More than 139,000 automated commercial vehicles are expected to be on the road by 2026, according to new data from ABI Research.
These vehicle shipments will rise at a whopping 186% from 2024 through 2026 as Level 4 autonomy moves to heavy-duty trucks and pilots across multiple regions.
“TuSimple with Navistar plan to launch in 2024, with their Autonomous Freight Network underway with partners like Penske Truck Leasing,” said Susan Beardslee, principal analyst of supply chain management and logistics at ABI Research. “Others gaining momentum include Plus, planned for 2024 and IPO candidate Aurora, anticipating integration with PACCAR and Volvo in 2023.”
Others are moving toward commercialization across North America, Europe and Asia including Intel’s Mobileye, which is developing autonomous delivery vans, shuttles and robotaxis, and Waymo, which recently expanded its autonomous truck operations in Texas, Arizona and California.
Additionally, other automotive component companies are getting involved in autonomous trucking such as tire companies Bridgestone and Goodyear that are looking to integrate smart tires into trucks to help with safety. Bridgestone earlier this year made a minority investment in startup Kodiak Robotics for its Level 4 autonomous trucks.

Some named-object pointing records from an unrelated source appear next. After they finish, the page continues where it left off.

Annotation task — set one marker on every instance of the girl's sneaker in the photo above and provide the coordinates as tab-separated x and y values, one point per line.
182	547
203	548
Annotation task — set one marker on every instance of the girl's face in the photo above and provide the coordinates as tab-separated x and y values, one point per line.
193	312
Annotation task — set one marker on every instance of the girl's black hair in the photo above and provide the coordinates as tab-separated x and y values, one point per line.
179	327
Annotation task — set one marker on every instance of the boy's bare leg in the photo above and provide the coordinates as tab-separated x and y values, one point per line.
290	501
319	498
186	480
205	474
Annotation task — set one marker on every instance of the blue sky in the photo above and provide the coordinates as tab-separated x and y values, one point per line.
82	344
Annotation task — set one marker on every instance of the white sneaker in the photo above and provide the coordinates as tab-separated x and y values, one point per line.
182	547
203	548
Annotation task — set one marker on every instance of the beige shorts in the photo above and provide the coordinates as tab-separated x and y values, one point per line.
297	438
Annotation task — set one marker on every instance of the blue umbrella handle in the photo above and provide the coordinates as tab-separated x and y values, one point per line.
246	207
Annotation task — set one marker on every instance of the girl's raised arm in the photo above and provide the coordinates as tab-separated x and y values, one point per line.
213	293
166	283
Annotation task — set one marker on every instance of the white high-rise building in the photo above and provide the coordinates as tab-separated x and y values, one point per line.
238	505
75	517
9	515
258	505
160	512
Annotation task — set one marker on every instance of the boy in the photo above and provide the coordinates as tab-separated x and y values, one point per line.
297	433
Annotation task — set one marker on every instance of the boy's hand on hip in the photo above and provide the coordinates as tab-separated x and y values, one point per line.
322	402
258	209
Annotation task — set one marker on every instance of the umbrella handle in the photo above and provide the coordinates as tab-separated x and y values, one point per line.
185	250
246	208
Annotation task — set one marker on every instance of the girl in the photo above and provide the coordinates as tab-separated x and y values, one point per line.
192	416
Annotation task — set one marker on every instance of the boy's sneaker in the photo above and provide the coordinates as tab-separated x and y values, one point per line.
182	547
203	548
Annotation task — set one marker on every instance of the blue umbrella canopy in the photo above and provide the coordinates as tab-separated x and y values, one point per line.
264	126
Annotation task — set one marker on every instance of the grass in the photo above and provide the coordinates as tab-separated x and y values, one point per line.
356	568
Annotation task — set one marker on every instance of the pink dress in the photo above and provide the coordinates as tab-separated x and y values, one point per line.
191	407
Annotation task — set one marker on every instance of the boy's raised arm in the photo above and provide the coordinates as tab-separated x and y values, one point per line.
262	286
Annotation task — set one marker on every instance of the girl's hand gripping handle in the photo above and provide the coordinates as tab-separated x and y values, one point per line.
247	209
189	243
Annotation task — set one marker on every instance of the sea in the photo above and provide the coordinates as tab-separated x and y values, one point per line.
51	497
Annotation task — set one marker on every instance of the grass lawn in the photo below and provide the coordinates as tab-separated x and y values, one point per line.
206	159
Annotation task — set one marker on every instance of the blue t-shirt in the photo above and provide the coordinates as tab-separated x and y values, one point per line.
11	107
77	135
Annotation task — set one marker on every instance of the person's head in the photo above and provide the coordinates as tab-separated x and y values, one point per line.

The reasons for the increase in self-driving truck investment and involvement is being driven by the ongoing driver shortage happening around the world.
Self-driving trucks are seen as the next step in first-mile shipping and logistics that will help address the nation's current truck driver shortage, which has roughly 50,000 unfilled driver positions. That shortage is expected to grow to 175,000 by the mid-2020s, according to sources in the trucking industry. These autonomous trucks will also help with the increase in demand that is expected in the e-commerce industry, requiring more trucks on the road.
Other factors include:
- Rising insurance rates
- Growing fuel costs
- E-commerce demand
- Country-level environmental regulations
“The next five years will demonstrate viability, safety, and revenue paths for real-world highly automated driving, with a focus on heavy-duty vehicles on highways and delivery vehicles on city roads,” Beardslee said.